All these are well and good except for two reasons: The President’s
endeavor is aimed at impressing foreigners more than Nigerians. The
African Union does not only have a President and Secretary General but
also has a mechanism for dealing with breaches to the letter and spirit
of NEPAD, so Nigerians would have wished that the President preoccupies
himself with domestic affairs for once. Secondly,
it is preposterous for the President to belabor himself with stopping
military coups in foreign lands when the state of affairs at home, due
to mismanagement and neglect, are daily creating conditions for an
antidemocratic slide.

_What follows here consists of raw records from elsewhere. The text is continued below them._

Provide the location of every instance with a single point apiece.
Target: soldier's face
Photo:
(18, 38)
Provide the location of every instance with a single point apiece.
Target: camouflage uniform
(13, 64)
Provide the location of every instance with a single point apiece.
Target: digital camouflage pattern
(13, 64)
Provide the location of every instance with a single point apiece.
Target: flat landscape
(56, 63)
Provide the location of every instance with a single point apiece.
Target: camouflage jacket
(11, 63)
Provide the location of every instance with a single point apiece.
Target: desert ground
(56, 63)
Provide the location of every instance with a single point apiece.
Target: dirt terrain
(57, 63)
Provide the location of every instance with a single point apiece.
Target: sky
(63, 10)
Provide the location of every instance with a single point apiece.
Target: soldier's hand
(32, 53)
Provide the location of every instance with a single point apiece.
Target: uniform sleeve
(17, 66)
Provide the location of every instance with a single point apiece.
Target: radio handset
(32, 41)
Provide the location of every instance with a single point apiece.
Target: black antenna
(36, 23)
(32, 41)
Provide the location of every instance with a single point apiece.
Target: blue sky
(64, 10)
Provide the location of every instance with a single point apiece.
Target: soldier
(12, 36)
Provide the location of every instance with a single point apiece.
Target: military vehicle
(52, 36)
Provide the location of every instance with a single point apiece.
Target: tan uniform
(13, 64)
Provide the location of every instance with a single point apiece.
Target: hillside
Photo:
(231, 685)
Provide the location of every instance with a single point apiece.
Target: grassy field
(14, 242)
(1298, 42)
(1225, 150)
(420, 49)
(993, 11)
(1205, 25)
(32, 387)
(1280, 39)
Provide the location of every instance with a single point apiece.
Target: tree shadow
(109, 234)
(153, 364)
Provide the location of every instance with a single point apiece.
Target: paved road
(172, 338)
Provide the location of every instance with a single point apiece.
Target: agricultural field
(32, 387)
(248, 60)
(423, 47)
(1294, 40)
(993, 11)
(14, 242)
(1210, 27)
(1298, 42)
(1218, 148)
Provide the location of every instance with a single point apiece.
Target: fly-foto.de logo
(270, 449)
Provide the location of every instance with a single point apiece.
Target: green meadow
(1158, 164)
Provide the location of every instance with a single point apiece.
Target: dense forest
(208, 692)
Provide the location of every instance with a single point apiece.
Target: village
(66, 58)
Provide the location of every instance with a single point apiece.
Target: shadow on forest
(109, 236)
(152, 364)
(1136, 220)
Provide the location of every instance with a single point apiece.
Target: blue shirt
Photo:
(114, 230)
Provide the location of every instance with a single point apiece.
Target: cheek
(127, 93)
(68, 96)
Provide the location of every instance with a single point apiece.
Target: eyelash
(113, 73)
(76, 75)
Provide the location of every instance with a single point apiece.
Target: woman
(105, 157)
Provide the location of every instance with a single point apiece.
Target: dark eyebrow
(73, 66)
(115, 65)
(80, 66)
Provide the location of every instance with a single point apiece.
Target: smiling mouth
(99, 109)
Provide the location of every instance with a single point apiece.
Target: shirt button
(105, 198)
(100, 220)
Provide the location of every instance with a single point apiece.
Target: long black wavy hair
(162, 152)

Opinions, even from respectable and responsible
quarters, suggest that if the government does not make the dividends of
democracy available to Nigerians they would soon be disillusioned by the
system and opt for other devises. In
plain language President should be more concerned about the preservation
of democracy on our own soil. He can only do that if he stays at home
and minds the business for which Nigerians elected him. The
President may think that running a country like Nigeria makes him
powerful enough to be an international interloper but this could very
well be an overestimation. Nigeria might look powerful from the outside
but our weak domestic capacity makes us just too vulnerable. It would be
calamitous for Obasanjo to overstretch us internationally without
restoring the domestic economy. Mr. Simji writes from Jos.